Jetzt würden die Feen erbarmungslos alles töten, was sie auch nur im Ansatz als Bedrohung für ihre Siedlung sahen.
»Sie werden keine Schwierigkeiten haben, unserer Spur zu folgen«, sprach Xephos es aus. »Sie werden uns jagen. Und sie werden uns vernichten wollen. Ich wüsste gerne, wie mächtig unser Gegner ist.«
»Die beiden Wilden?«
»Sind wohl schon eine Weile in dieser Gegend. Sie haben sich den Schlächtern angeschlossen, weil Lanneq den Quellstein will. Mehr hat Rasd mir nicht verraten.«
»Du weißt, dass ich Mittel und Wege hab, ihn zum Sprechen zu bringen.«
»Dieses Mal nicht, Makku.« Xephos seufzte schwer. »Im Kampf hätte ich Qai um ein Haar erschlagen. Aber die Klinge hat sie nur gestreift. Hat sich geweigert, sie zu töten. Sie und Rasd spielen eine wichtige Rolle.«
»Schade. Ich hatte mich schon auf eine nette Foltersitzung gefreut.«
Makku grinste, auch wenn ihm nicht danach war. Dieses Schwert machte mehr Scherereien als es eine Frau je könnte. Laut aussprechen würde er den Gedanken in Xephos’ Gegenwart nicht – dafür hing er zu sehr an seinem Leben. Aber zum Glück war ihrem Hauptmann selbst hin und wieder bewusst, dass es nicht immer leicht war, von einer Blutklinge als Träger auserwählt zu sein. Weder für den Auserwählten noch für seine treusten Begleiter, von denen es inzwischen nur noch ihn und Nihel gab. Zwei Sphärengeborene, die zumindest ansatzweise nachvollziehen konnten, wie es sich anfühlte, Spielball einer höheren Macht zu sein. Die Magie konnte ebenso eigenwillig sein wie die Blutklinge.

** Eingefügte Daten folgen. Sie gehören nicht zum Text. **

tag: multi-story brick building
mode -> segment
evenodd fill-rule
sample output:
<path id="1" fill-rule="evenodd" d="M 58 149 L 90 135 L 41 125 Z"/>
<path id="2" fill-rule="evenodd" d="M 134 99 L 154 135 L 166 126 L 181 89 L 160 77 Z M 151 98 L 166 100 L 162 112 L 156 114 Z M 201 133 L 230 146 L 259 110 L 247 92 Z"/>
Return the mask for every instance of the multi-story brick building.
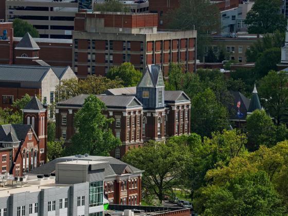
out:
<path id="1" fill-rule="evenodd" d="M 76 155 L 55 159 L 32 170 L 30 175 L 55 173 L 57 164 L 78 160 L 107 163 L 104 173 L 104 192 L 112 204 L 141 205 L 142 173 L 140 170 L 112 157 Z M 89 164 L 89 162 L 88 162 Z"/>
<path id="2" fill-rule="evenodd" d="M 115 121 L 110 125 L 122 143 L 111 152 L 120 158 L 132 148 L 152 139 L 165 140 L 190 131 L 190 101 L 182 91 L 165 91 L 160 65 L 149 65 L 137 87 L 109 89 L 97 95 L 106 105 L 103 114 Z M 60 102 L 56 107 L 56 138 L 66 143 L 77 131 L 74 115 L 83 105 L 87 95 Z"/>
<path id="3" fill-rule="evenodd" d="M 157 19 L 151 13 L 77 13 L 73 66 L 78 77 L 104 75 L 125 62 L 142 71 L 147 65 L 158 64 L 165 76 L 171 62 L 193 71 L 196 31 L 158 30 Z"/>
<path id="4" fill-rule="evenodd" d="M 23 112 L 23 124 L 0 126 L 1 172 L 15 176 L 22 176 L 46 161 L 46 109 L 34 97 Z"/>

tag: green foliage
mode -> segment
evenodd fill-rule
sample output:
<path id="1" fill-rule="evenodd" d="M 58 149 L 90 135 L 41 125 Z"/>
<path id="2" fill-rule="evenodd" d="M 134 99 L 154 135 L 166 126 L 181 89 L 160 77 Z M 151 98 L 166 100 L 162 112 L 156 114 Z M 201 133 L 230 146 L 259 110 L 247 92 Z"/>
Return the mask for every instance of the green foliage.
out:
<path id="1" fill-rule="evenodd" d="M 86 79 L 64 80 L 55 91 L 56 102 L 71 98 L 81 94 L 99 95 L 107 89 L 123 87 L 119 78 L 111 80 L 101 76 L 88 76 Z"/>
<path id="2" fill-rule="evenodd" d="M 198 93 L 191 102 L 191 131 L 209 137 L 212 132 L 227 128 L 226 109 L 217 101 L 209 88 Z"/>
<path id="3" fill-rule="evenodd" d="M 102 114 L 106 109 L 104 103 L 95 95 L 85 99 L 83 107 L 75 114 L 75 123 L 79 132 L 72 136 L 72 144 L 67 149 L 67 154 L 107 156 L 112 150 L 121 146 L 120 140 L 115 137 L 110 128 L 114 119 Z"/>
<path id="4" fill-rule="evenodd" d="M 250 25 L 248 32 L 262 34 L 273 33 L 276 30 L 285 31 L 286 20 L 279 11 L 282 5 L 282 0 L 256 0 L 245 20 L 246 24 Z"/>
<path id="5" fill-rule="evenodd" d="M 64 156 L 65 150 L 64 140 L 61 139 L 60 141 L 50 141 L 47 143 L 47 158 L 51 161 Z"/>
<path id="6" fill-rule="evenodd" d="M 52 142 L 55 140 L 56 124 L 52 121 L 48 121 L 47 125 L 47 140 Z"/>
<path id="7" fill-rule="evenodd" d="M 247 62 L 255 62 L 260 55 L 266 49 L 273 47 L 281 48 L 284 45 L 285 33 L 279 30 L 272 34 L 265 34 L 263 38 L 255 43 L 246 51 Z"/>
<path id="8" fill-rule="evenodd" d="M 247 117 L 248 141 L 251 149 L 260 145 L 271 146 L 275 144 L 275 127 L 264 110 L 256 110 Z"/>
<path id="9" fill-rule="evenodd" d="M 13 101 L 12 106 L 16 109 L 19 112 L 21 112 L 21 110 L 24 109 L 27 103 L 30 102 L 31 99 L 31 96 L 26 93 L 21 99 L 16 99 Z"/>
<path id="10" fill-rule="evenodd" d="M 105 0 L 104 3 L 95 4 L 94 11 L 129 12 L 130 9 L 118 0 Z"/>
<path id="11" fill-rule="evenodd" d="M 210 40 L 205 34 L 220 28 L 219 9 L 215 4 L 206 0 L 182 0 L 179 2 L 179 7 L 169 11 L 164 22 L 170 29 L 197 30 L 197 57 L 202 59 L 205 46 Z"/>
<path id="12" fill-rule="evenodd" d="M 261 104 L 277 124 L 287 123 L 288 115 L 288 75 L 285 72 L 271 71 L 259 82 Z"/>
<path id="13" fill-rule="evenodd" d="M 32 38 L 39 38 L 38 31 L 33 27 L 32 25 L 27 22 L 18 18 L 13 21 L 14 37 L 23 37 L 25 33 L 29 32 Z"/>
<path id="14" fill-rule="evenodd" d="M 188 153 L 188 147 L 172 140 L 166 143 L 151 141 L 143 148 L 130 150 L 123 160 L 145 170 L 142 186 L 155 194 L 161 203 L 165 195 L 171 194 L 172 187 L 184 169 Z"/>
<path id="15" fill-rule="evenodd" d="M 0 107 L 0 125 L 20 124 L 23 120 L 22 115 L 18 111 L 13 112 L 11 109 Z"/>
<path id="16" fill-rule="evenodd" d="M 271 70 L 277 70 L 277 64 L 281 61 L 281 49 L 274 47 L 264 51 L 257 59 L 255 70 L 258 77 L 266 76 Z"/>
<path id="17" fill-rule="evenodd" d="M 107 74 L 107 77 L 112 80 L 120 78 L 125 87 L 136 86 L 141 77 L 142 73 L 135 69 L 130 62 L 124 62 L 119 67 L 112 67 Z"/>
<path id="18" fill-rule="evenodd" d="M 263 171 L 238 175 L 222 187 L 207 187 L 201 195 L 206 199 L 195 202 L 205 206 L 197 211 L 205 215 L 274 215 L 281 211 L 281 200 Z"/>

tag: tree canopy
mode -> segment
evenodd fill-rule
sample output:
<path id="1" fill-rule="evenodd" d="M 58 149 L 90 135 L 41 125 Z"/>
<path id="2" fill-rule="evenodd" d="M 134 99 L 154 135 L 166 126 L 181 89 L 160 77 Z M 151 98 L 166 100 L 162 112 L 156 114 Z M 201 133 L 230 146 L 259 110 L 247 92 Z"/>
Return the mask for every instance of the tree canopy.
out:
<path id="1" fill-rule="evenodd" d="M 252 34 L 273 33 L 276 30 L 285 31 L 286 22 L 280 10 L 282 0 L 256 0 L 245 20 L 250 26 L 248 31 Z"/>
<path id="2" fill-rule="evenodd" d="M 94 95 L 85 99 L 83 106 L 75 116 L 75 127 L 78 132 L 72 136 L 72 143 L 67 148 L 68 154 L 107 156 L 112 150 L 121 146 L 121 141 L 115 138 L 110 128 L 114 119 L 102 114 L 106 109 L 104 103 Z"/>
<path id="3" fill-rule="evenodd" d="M 125 87 L 136 86 L 142 77 L 142 73 L 130 62 L 124 62 L 119 66 L 112 67 L 107 77 L 112 80 L 117 78 L 120 79 Z"/>
<path id="4" fill-rule="evenodd" d="M 27 32 L 32 38 L 39 38 L 39 33 L 32 25 L 27 21 L 16 18 L 13 21 L 13 28 L 14 29 L 14 37 L 23 37 Z"/>
<path id="5" fill-rule="evenodd" d="M 85 79 L 71 78 L 64 80 L 56 86 L 56 102 L 75 97 L 81 94 L 99 95 L 110 88 L 123 87 L 122 81 L 116 78 L 114 80 L 101 76 L 88 76 Z"/>

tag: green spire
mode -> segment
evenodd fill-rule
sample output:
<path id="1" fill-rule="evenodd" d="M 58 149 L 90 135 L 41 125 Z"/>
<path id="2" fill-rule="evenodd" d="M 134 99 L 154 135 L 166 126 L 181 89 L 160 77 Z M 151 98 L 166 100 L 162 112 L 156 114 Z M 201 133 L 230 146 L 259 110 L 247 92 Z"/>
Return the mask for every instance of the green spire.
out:
<path id="1" fill-rule="evenodd" d="M 247 113 L 252 113 L 256 110 L 261 110 L 262 106 L 260 104 L 258 93 L 256 89 L 256 85 L 254 84 L 254 89 L 252 92 L 252 98 L 250 101 L 250 105 L 248 109 Z"/>

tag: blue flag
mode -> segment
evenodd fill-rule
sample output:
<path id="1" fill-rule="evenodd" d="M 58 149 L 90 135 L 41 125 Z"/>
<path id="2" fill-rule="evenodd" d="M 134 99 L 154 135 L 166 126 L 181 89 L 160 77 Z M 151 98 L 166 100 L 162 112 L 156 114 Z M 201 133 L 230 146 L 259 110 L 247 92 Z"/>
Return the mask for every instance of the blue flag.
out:
<path id="1" fill-rule="evenodd" d="M 238 112 L 237 112 L 237 115 L 238 116 L 238 118 L 243 118 L 243 117 L 244 116 L 243 114 L 242 113 L 239 111 L 238 111 Z"/>

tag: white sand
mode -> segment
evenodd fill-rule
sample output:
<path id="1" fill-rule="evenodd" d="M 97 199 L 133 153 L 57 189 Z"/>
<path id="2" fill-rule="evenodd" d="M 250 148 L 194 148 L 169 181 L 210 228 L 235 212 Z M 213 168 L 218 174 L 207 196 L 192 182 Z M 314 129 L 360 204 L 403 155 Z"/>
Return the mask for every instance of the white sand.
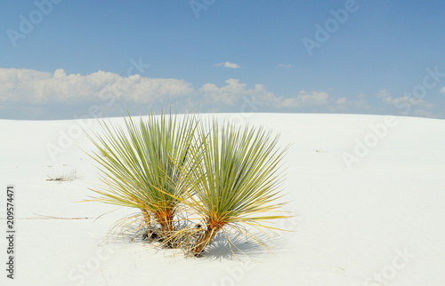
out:
<path id="1" fill-rule="evenodd" d="M 77 136 L 75 121 L 0 120 L 2 237 L 8 184 L 15 186 L 18 218 L 15 279 L 6 278 L 4 238 L 0 284 L 444 285 L 445 121 L 396 117 L 384 131 L 384 116 L 256 114 L 247 120 L 280 132 L 283 146 L 293 144 L 284 192 L 291 201 L 286 210 L 297 217 L 277 222 L 294 232 L 268 240 L 275 256 L 240 242 L 249 255 L 238 255 L 241 261 L 224 245 L 193 259 L 140 242 L 100 244 L 123 211 L 95 221 L 43 219 L 97 218 L 116 209 L 75 203 L 98 182 L 79 149 L 92 145 Z M 47 147 L 69 132 L 73 141 L 61 140 L 64 153 L 53 159 Z M 356 147 L 365 139 L 375 145 L 368 153 Z M 345 153 L 359 160 L 350 169 Z M 79 179 L 46 181 L 72 170 Z"/>

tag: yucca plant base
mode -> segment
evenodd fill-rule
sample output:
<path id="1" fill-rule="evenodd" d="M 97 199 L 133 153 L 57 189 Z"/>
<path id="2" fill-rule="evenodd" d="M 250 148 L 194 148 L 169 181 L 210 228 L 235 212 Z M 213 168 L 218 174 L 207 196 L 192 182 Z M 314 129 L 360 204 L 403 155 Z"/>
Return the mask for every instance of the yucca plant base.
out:
<path id="1" fill-rule="evenodd" d="M 89 136 L 99 149 L 90 155 L 104 187 L 92 188 L 100 196 L 90 201 L 139 209 L 145 240 L 195 257 L 222 230 L 229 238 L 226 227 L 259 243 L 238 225 L 267 228 L 261 222 L 287 218 L 259 215 L 283 204 L 275 201 L 287 148 L 277 148 L 278 136 L 263 128 L 219 125 L 171 113 L 139 123 L 129 116 L 125 129 L 101 122 L 104 135 Z M 182 218 L 190 214 L 198 222 Z"/>

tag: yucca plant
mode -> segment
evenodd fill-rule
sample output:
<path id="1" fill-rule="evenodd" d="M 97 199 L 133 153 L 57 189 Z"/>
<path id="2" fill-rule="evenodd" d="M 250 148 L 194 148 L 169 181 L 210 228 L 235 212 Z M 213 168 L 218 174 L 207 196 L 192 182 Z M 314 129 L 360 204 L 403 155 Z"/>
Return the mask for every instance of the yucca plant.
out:
<path id="1" fill-rule="evenodd" d="M 280 162 L 287 147 L 279 148 L 279 136 L 263 128 L 227 122 L 220 127 L 215 120 L 201 125 L 198 134 L 198 142 L 190 150 L 193 168 L 178 166 L 186 190 L 182 201 L 201 218 L 201 234 L 190 251 L 198 257 L 219 231 L 229 238 L 225 230 L 231 229 L 261 244 L 240 223 L 271 227 L 264 222 L 287 218 L 271 214 L 283 205 L 277 199 L 283 180 Z"/>
<path id="2" fill-rule="evenodd" d="M 103 186 L 91 188 L 99 201 L 141 210 L 150 233 L 151 218 L 165 234 L 172 233 L 183 189 L 179 169 L 187 169 L 190 143 L 198 126 L 184 115 L 150 112 L 135 122 L 128 114 L 124 127 L 100 121 L 101 131 L 89 135 L 98 151 L 91 156 L 99 163 Z"/>

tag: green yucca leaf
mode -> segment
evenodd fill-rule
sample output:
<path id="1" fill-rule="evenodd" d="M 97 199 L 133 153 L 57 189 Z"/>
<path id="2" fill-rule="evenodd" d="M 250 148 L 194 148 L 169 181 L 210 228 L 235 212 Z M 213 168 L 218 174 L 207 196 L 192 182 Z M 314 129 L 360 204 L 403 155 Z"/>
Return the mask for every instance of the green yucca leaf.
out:
<path id="1" fill-rule="evenodd" d="M 172 219 L 183 189 L 179 168 L 186 168 L 198 122 L 194 116 L 152 112 L 144 120 L 128 114 L 124 126 L 100 120 L 101 130 L 89 135 L 97 148 L 103 186 L 92 188 L 93 200 L 168 214 Z"/>
<path id="2" fill-rule="evenodd" d="M 190 150 L 193 168 L 179 168 L 187 187 L 184 203 L 206 223 L 206 233 L 192 252 L 200 253 L 223 226 L 264 226 L 262 222 L 287 218 L 267 215 L 283 205 L 277 201 L 288 147 L 277 147 L 278 135 L 227 122 L 219 126 L 215 120 L 201 125 L 198 134 L 199 142 Z"/>

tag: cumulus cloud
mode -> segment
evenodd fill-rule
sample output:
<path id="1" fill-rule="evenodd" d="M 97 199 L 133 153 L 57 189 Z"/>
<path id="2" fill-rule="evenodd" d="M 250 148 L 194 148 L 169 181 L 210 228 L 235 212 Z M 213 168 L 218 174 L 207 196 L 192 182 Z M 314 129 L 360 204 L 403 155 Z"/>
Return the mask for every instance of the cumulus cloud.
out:
<path id="1" fill-rule="evenodd" d="M 146 78 L 139 75 L 122 77 L 103 71 L 67 75 L 63 69 L 51 74 L 0 68 L 0 102 L 76 104 L 113 94 L 117 99 L 150 103 L 164 97 L 187 96 L 192 91 L 190 83 L 178 79 Z"/>
<path id="2" fill-rule="evenodd" d="M 301 91 L 299 94 L 294 98 L 275 97 L 272 103 L 279 108 L 313 107 L 328 104 L 328 98 L 329 95 L 323 91 L 306 92 Z"/>
<path id="3" fill-rule="evenodd" d="M 387 98 L 390 96 L 390 93 L 388 92 L 388 91 L 386 89 L 384 88 L 384 89 L 378 91 L 378 92 L 375 93 L 374 95 L 376 95 L 378 98 Z"/>
<path id="4" fill-rule="evenodd" d="M 224 68 L 241 68 L 241 67 L 239 67 L 239 65 L 232 63 L 232 62 L 230 62 L 230 61 L 222 62 L 219 64 L 214 64 L 214 67 L 224 67 Z"/>
<path id="5" fill-rule="evenodd" d="M 301 91 L 294 98 L 276 96 L 267 91 L 263 84 L 255 84 L 254 88 L 247 88 L 246 83 L 240 83 L 239 79 L 229 79 L 225 81 L 227 85 L 218 87 L 214 83 L 206 83 L 199 89 L 207 102 L 224 103 L 234 105 L 239 103 L 243 99 L 255 99 L 268 107 L 275 108 L 292 108 L 302 107 L 313 107 L 328 104 L 329 95 L 326 92 L 306 92 Z"/>

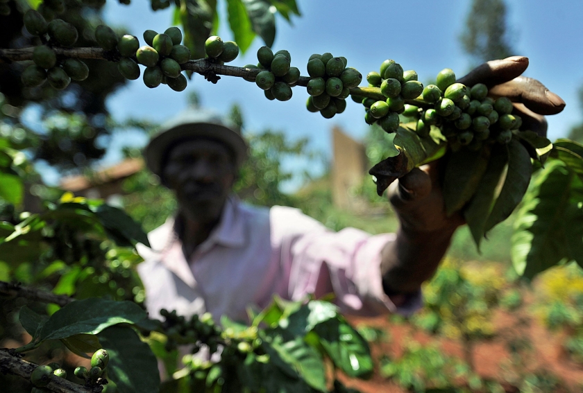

»Folgst du mir, Makku?«, fragte Xephos unsicher in das Schweigen hinein, als habe er jeden einzelnen Gedanken gehört.
»Bis in die Leere, mein Freund.«
Die Worte wischten jeden Zweifel zwischen ihnen fort und eine Weile lang standen sie in einträchtiger Stille nebeneinander. Über ihnen wuchs die Nacht, in der Makku das Sirren von Feenlichtern zu hören glaubte.
»Ich muss mit den Söldnerführern sprechen«, brach Xephos schließlich sein Schweigen. »Die Männer müssen vorbereitet sein.«
»Wenn die dreckigen Wilden was können, dann ist es Feen töten.«
»Sie waren zu wenige, um es mit einer ganzen Siedlung aufzunehmen.«
Makku schnaubte und folgte dem Blick in die Ferne. »Hoffentlich finden wenigstens wir den Quellstein. Wär schade, wenn er den Schlächtern in die Hände fällt.«
Xephos schwieg. Lauschte dem Flüstern seiner Klinge, der er mit jedem Kampf mehr vertraute.
Eines Tages würde sie ihn hintergehen. Und Makku hoffte – nicht ganz uneigennützig – dass dieser Tag in weiter Ferne lag.